Shanoo Bhatia, Founder Director of EuMo DesignIntelligence tells us how this power couple from the design world shaped India’s design policy
In 1958, an eager Indian Government had invited the Eames couple to study and recommend a programme in design training to support local manufacturing industries. The rest is history; the India Report stays timeless & the National Institute of Design (NID) was born.
On entering the hallowed halls of the NID, Ahmedabad for our student orientation many moons ago, we embarked upon our first journey into discovering the meaning of design through an eloquent film on the humble ‘lota’ by Charles and Ray Eames.
For any student paying attention during that film, design was instantly demystified, as a process that seeks to solve problems at the intersection of industry and humanity. Who would have considered the multiple factors that weighed in favour of the design of the lota – its shape, size, the gender for whom the product is designed, the optimum quantity of its contents, the fit against the waist and hip, the centre of gravity when full and balance when empty, the texture, the sound, the durability, the manufacturability.
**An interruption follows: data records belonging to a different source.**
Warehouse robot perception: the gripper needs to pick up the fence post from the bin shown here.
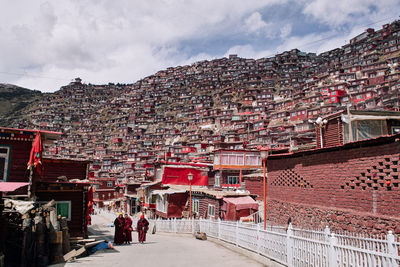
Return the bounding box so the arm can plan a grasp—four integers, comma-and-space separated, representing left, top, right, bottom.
386, 231, 397, 266
218, 218, 221, 239
324, 225, 331, 242
174, 218, 178, 233
257, 223, 261, 254
329, 233, 337, 267
235, 221, 239, 246
286, 223, 294, 267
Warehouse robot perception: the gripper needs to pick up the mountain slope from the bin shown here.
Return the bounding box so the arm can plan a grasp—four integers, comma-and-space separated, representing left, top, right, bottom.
0, 84, 43, 126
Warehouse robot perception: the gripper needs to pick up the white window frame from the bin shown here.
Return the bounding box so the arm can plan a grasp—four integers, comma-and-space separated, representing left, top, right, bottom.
227, 175, 240, 185
214, 172, 221, 187
207, 204, 215, 217
156, 195, 168, 213
0, 146, 11, 182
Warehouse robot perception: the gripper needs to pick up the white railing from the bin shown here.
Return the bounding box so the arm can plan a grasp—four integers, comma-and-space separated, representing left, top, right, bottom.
151, 219, 400, 267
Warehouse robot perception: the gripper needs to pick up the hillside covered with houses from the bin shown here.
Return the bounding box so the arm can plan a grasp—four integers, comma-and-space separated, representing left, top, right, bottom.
4, 21, 400, 226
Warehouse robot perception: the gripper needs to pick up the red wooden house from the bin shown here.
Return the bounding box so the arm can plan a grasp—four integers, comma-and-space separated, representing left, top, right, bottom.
0, 127, 90, 236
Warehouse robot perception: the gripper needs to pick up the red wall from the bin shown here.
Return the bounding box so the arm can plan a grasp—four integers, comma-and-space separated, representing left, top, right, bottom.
192, 195, 220, 219
267, 136, 400, 232
167, 193, 188, 218
243, 177, 264, 200
1, 140, 32, 182
42, 159, 88, 181
36, 191, 87, 237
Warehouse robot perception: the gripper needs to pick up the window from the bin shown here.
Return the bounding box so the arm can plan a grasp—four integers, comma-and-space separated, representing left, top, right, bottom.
192, 199, 200, 213
208, 204, 215, 217
56, 201, 71, 221
391, 126, 400, 134
228, 176, 239, 184
38, 200, 71, 221
156, 195, 168, 213
0, 146, 11, 182
214, 172, 221, 187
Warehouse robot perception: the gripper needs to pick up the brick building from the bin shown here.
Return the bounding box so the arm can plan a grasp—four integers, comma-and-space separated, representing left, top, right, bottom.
267, 134, 400, 233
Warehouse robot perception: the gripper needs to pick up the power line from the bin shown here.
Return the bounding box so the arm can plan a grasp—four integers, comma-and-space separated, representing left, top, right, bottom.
0, 71, 71, 81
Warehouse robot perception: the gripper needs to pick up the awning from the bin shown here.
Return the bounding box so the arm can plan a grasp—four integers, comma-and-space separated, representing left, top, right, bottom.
222, 196, 258, 210
0, 182, 29, 192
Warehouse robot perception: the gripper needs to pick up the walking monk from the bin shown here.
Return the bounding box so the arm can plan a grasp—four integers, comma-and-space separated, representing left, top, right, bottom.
114, 212, 125, 245
137, 214, 149, 244
124, 213, 133, 244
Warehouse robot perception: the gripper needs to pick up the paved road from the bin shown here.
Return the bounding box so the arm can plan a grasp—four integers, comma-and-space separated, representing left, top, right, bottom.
58, 214, 263, 267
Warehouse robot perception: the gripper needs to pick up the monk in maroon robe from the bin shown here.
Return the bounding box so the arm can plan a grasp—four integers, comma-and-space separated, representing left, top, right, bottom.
114, 212, 125, 245
124, 213, 133, 244
137, 214, 149, 243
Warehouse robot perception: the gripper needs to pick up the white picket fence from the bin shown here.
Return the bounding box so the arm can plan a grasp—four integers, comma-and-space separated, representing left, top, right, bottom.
151, 219, 400, 267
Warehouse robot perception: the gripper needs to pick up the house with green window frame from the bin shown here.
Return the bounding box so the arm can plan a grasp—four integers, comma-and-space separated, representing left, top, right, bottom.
0, 127, 91, 237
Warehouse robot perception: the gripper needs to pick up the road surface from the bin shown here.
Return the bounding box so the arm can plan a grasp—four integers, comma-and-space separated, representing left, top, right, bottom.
56, 214, 263, 267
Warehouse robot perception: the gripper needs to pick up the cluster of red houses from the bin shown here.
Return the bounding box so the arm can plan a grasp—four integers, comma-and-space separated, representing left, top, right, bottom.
2, 21, 400, 234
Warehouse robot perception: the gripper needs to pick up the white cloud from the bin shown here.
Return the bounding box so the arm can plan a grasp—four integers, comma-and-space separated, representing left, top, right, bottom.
0, 0, 284, 91
0, 0, 399, 91
245, 12, 268, 33
280, 24, 292, 39
303, 0, 399, 26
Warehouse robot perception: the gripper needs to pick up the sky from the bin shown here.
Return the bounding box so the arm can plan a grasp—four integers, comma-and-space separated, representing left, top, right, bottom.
0, 0, 400, 92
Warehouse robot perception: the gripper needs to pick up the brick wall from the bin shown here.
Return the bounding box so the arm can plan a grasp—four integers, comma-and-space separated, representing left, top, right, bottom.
243, 177, 264, 200
267, 136, 400, 234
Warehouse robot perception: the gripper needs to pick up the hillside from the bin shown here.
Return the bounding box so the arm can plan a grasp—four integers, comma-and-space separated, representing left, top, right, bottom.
4, 21, 400, 182
0, 84, 43, 126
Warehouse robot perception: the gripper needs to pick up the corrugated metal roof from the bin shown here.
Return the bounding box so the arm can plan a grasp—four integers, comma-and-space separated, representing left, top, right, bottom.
0, 182, 29, 192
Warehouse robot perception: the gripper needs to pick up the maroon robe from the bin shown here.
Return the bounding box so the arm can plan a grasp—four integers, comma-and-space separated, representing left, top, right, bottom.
114, 217, 125, 245
137, 218, 149, 243
124, 217, 133, 242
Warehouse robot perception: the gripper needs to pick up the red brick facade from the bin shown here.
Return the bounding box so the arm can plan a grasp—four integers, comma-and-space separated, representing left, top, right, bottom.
267, 135, 400, 232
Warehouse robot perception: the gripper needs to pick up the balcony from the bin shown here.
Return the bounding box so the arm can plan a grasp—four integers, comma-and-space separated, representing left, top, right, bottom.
214, 150, 262, 170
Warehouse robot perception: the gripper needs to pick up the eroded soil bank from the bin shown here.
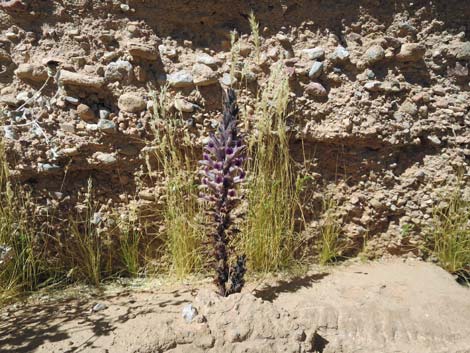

This formed the basis of design thinking that is deeply etched in our minds.
Charles and Ray are credited by designers for radical thinking that changed and democratised the design industry. Through innovative use of materials and by challenging traditional craftsmanship and materials, they designed and produced furniture that was light, affordable and capable of being mass-produced. Design was no longer privy only to the upper classes and the Eameses had a distinct role to play in making home decor accessible to all.
Charles Eames response to an interviewer’s question “What are the boundaries of design?” with an answer that summarised his understanding of design- “What are the boundaries of problems?” reflects how design is a complex process where function, relevance and appropriateness take center stage alongside aesthetics. Charles & Ray Eames left an imprint on the world as ambassadors of modern design.